Platform diving is another sport that does not require the athlete to do anything that will get him tired, apart from climbing the steps to the platform. Once there, you jump into a nice cool swimming pool and you can sit down again. Golf: lots of walking, but at a leisurely pace. Then you hit a small ball 200 yards ahead and you can shuffle over and shoot again.

In winter, you can also get around practising sports without straining yourself too much. Bobsled only takes some muscle flexing at the very start of the race and then you just sit down and hope your bobsled doesn’t shoot off the track and kills you and your team mates instantly. Luge is even more dangerous but still not actually very demanding. Ski jumping is also rather dangerous, but you basically just throw yourself off the ramp and try not to break every bone in your body. I’m not saying that all these things don’t require skill or insight, it’s just that you won’t get very tired using them.
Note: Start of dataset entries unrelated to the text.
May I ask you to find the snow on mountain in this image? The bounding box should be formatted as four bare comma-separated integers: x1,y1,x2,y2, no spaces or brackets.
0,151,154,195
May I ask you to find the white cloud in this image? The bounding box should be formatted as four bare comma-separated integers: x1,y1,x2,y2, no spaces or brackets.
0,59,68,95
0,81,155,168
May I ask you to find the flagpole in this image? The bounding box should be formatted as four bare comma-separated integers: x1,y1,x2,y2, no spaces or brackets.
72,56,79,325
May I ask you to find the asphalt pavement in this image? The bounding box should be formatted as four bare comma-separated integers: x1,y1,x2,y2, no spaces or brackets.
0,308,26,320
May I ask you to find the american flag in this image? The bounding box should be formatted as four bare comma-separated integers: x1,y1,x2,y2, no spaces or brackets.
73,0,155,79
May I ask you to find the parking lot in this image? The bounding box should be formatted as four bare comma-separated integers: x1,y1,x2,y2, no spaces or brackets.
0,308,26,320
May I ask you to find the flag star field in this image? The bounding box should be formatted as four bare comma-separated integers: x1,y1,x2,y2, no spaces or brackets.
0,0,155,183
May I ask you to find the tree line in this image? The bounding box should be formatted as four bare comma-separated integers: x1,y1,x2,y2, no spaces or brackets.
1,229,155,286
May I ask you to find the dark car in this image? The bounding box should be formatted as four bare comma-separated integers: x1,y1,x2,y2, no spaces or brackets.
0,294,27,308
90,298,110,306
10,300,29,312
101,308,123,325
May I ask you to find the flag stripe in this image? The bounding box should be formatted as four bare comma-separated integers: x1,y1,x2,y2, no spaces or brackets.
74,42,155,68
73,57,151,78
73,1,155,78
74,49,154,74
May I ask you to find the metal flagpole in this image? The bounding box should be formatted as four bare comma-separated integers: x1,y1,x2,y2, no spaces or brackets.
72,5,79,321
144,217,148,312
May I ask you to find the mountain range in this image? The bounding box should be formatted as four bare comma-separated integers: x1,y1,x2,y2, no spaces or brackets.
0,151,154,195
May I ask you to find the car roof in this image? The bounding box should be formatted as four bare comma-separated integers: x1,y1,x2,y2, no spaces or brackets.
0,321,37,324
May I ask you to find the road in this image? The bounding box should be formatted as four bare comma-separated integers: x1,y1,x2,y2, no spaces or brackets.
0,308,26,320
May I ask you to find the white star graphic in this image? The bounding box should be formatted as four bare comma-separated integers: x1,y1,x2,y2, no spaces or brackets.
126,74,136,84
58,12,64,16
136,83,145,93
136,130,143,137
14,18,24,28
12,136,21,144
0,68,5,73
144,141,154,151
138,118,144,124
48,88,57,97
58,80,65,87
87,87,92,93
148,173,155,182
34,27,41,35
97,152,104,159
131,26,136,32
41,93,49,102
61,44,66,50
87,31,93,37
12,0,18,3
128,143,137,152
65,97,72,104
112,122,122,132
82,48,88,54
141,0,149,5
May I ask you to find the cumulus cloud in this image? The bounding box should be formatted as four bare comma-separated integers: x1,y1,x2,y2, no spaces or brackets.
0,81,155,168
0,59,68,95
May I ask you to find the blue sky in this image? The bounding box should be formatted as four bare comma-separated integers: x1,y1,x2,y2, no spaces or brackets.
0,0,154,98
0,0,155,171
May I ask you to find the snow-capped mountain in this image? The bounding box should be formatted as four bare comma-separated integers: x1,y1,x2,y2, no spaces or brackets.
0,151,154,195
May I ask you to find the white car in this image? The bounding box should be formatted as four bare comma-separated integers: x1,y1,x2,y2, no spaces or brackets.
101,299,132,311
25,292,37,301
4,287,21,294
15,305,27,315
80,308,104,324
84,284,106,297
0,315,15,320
And I’m not even going to start about curling.

And darts is not a sport?

Getting back to the statements at the start of the story, I think that I have proven that my rules of ball/target/finishing line are way better than the ‘Sweat talks’ thing the columnist came up with. I often get caught up in heated debates over whether snooker or golf or darts are real sports and this will probably never end. I guess this is because few people are as fanatically interested in sport as I am and even fewer are willing to spend an entire night in the pub discussing the finer points of why something should or shouldn’t be considered a sport.

I would love to stay and talk about this a bit longer, but it is time for my exercise session. I won the coin toss and I’m first to break on the pool table.